Karol Strasburger odnalazł szczęście u boku trzeciej żony, Małgorzaty Weremczuk. Dzięki niej w wieku 72 lat po raz pierwszy został ojcem. Co raz w kolorowej prasie pojawiają się doniesienia o rzekomych kryzysach w ich związku. Tabloidy rozpisywały się o tym, że Karol Strasburger nie wspiera młodej żony i to na nią spada cały ciężar domowych obowiązków i wychowanie Laury. W rozmowie z "Super Expressem" Małgorzata skomentowała te doniesienia.

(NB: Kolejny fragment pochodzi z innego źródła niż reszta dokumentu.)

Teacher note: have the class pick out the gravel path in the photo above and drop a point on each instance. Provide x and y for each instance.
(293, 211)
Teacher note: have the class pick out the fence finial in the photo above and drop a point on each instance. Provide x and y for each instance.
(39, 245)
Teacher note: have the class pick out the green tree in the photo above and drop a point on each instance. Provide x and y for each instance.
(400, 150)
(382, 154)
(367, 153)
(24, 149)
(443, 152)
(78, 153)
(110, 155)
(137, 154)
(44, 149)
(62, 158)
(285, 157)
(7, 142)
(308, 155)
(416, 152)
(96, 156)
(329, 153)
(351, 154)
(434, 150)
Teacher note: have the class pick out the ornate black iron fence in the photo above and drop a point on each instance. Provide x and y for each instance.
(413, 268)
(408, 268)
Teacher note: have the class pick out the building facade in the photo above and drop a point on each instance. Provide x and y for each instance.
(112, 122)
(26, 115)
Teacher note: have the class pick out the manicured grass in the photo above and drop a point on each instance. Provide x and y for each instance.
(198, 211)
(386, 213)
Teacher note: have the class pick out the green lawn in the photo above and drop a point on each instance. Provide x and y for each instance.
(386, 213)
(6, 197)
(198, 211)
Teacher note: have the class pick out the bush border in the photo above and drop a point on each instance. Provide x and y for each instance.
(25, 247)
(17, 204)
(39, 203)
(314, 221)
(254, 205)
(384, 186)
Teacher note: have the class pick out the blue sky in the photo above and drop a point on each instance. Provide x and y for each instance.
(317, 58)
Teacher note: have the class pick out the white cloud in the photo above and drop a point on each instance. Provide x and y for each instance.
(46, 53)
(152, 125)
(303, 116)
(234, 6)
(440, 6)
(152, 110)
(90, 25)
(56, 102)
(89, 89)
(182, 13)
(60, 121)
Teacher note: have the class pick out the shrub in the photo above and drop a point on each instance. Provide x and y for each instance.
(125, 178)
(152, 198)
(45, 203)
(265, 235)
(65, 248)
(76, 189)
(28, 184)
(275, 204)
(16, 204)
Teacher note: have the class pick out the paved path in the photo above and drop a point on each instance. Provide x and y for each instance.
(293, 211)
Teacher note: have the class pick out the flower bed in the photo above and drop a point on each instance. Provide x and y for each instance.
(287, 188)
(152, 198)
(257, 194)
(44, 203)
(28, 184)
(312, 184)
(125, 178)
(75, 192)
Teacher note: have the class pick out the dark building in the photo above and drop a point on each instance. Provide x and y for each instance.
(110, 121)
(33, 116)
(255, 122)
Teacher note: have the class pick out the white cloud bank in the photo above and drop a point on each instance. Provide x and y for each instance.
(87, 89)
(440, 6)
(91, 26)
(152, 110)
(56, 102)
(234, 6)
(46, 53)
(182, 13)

- Mój mąż robi wszystko, by być ojcem na każdym szczeblu wychowawczym. W tym wszystkim nie zapomina, że jest mężem i przyjacielem. Znajduje dzielnie czas na wszystko i choć jest często potwornie zmęczony, jak wielu ludzi ciężko pracujących i godzących obowiązki rodzicielskie, to w tym odpoczynku razem także znajduje ukojenie i szczęście. To prawda - ma gorący okres w życiu zawodowym, ale to rodzina jest dla niego na pierwszym miejscu - mówiła nam Małgorzata Weremczuk.

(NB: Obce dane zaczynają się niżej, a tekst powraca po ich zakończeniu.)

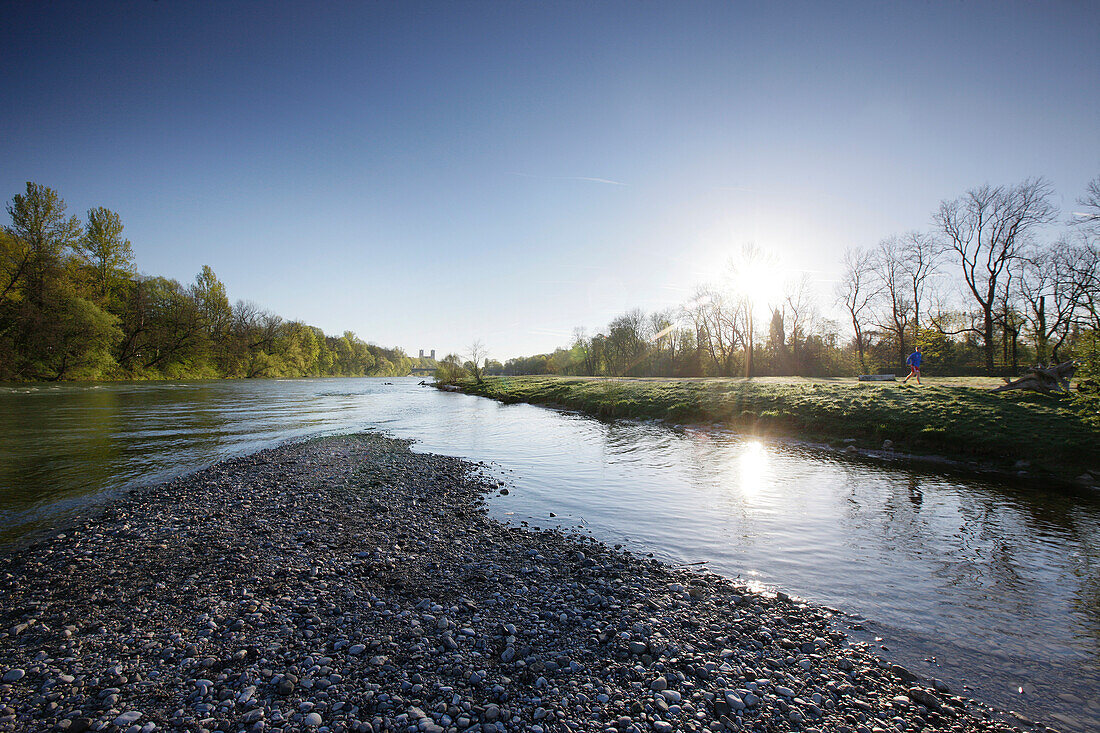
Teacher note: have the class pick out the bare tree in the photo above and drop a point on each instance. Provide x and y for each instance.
(893, 312)
(1089, 216)
(751, 263)
(477, 354)
(801, 304)
(987, 229)
(717, 327)
(857, 291)
(921, 255)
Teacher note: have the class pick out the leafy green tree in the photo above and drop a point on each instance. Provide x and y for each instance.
(110, 256)
(40, 225)
(1088, 376)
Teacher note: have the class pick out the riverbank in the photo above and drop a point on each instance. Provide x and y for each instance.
(348, 583)
(1018, 433)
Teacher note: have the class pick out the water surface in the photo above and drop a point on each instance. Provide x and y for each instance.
(971, 581)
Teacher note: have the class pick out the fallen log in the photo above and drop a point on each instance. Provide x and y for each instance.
(1045, 380)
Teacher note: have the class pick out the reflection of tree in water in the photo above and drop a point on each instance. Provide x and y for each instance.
(915, 495)
(1087, 569)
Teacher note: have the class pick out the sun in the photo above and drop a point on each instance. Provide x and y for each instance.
(757, 276)
(760, 283)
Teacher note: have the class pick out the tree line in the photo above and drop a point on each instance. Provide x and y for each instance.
(73, 307)
(986, 290)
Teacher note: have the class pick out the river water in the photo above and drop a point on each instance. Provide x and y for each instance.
(977, 582)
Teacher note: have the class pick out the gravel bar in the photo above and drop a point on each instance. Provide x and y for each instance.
(348, 583)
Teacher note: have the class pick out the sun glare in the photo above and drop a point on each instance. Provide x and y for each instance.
(752, 465)
(760, 282)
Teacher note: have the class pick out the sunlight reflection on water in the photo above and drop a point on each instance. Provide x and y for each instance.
(1000, 577)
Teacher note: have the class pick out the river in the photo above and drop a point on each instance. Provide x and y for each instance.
(974, 581)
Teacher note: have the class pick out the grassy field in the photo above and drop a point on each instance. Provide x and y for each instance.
(954, 417)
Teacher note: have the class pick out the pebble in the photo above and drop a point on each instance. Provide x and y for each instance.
(348, 583)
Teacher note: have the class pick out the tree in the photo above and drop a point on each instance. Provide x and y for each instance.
(1089, 216)
(987, 229)
(750, 269)
(893, 313)
(856, 291)
(40, 225)
(476, 353)
(110, 255)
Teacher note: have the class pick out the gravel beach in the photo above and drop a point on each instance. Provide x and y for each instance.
(348, 583)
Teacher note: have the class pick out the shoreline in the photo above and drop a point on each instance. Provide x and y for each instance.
(784, 420)
(347, 583)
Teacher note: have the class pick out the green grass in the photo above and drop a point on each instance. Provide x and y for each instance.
(955, 417)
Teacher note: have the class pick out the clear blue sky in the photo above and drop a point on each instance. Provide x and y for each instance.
(431, 174)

Teraz małżeństwo gościło w programie "Uwaga TVN", w którym odsłoniło nieco więcej kulisów swojej relacji. Żona Strasburgera przyznaje, że choć Karol jest starszy, to właśnie ona zaczęła dużo bardziej dostrzegać oznaki swojej starości. Tymczasem jej 75-letni mąż wręcz tryska energią.
- Ja się starzeję, a jemu się chce wszystko – wyznała Weremczuk.

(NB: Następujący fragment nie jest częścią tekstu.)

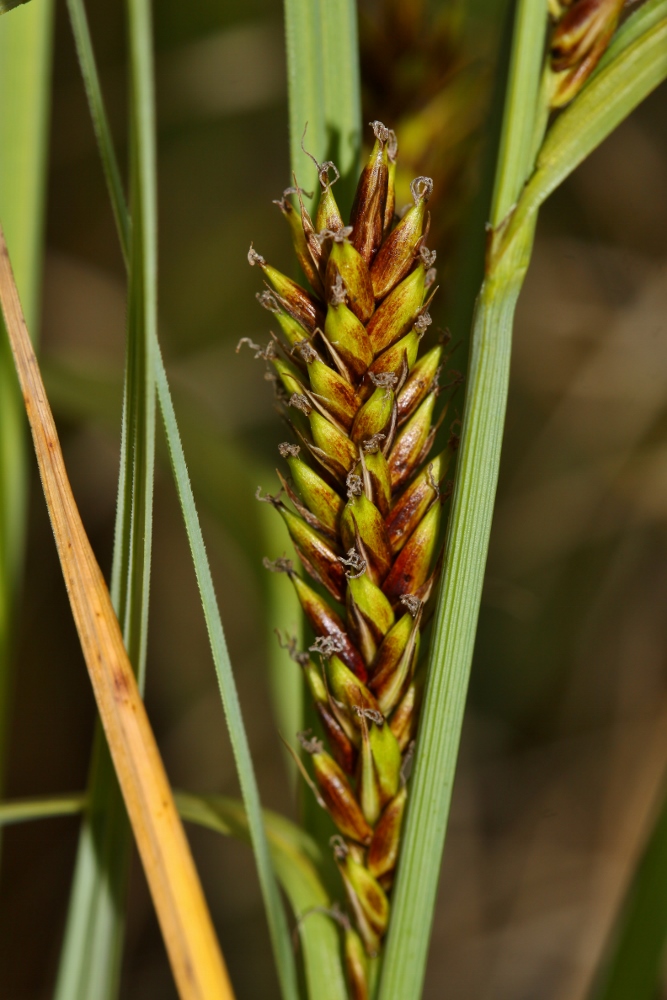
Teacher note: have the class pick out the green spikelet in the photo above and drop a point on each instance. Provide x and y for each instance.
(366, 505)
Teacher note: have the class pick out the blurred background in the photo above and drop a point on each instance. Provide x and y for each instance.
(565, 742)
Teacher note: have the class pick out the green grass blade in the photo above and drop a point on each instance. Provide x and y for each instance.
(84, 50)
(25, 810)
(305, 88)
(274, 911)
(92, 948)
(275, 914)
(293, 854)
(638, 66)
(342, 93)
(468, 535)
(521, 100)
(634, 964)
(324, 90)
(25, 70)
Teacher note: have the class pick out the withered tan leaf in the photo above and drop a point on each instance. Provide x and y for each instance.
(194, 953)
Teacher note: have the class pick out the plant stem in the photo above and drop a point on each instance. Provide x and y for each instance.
(455, 629)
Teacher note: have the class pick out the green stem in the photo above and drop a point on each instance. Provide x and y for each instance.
(454, 632)
(92, 949)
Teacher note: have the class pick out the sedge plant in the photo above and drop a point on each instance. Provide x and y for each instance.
(365, 487)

Karol Strasburger odniósł się też do plotek o rzekomym kryzysie, przez który ma przechodzić ich małżeństwo.
- Jakbyście przypadkiem czytali gdzieś o rzekomym kryzysie, to u nas wygląda on mniej więcej, na co dzień tak – powiedział wskazując na zdjęcie z żoną, na którym nie szczędzą sobie czułości.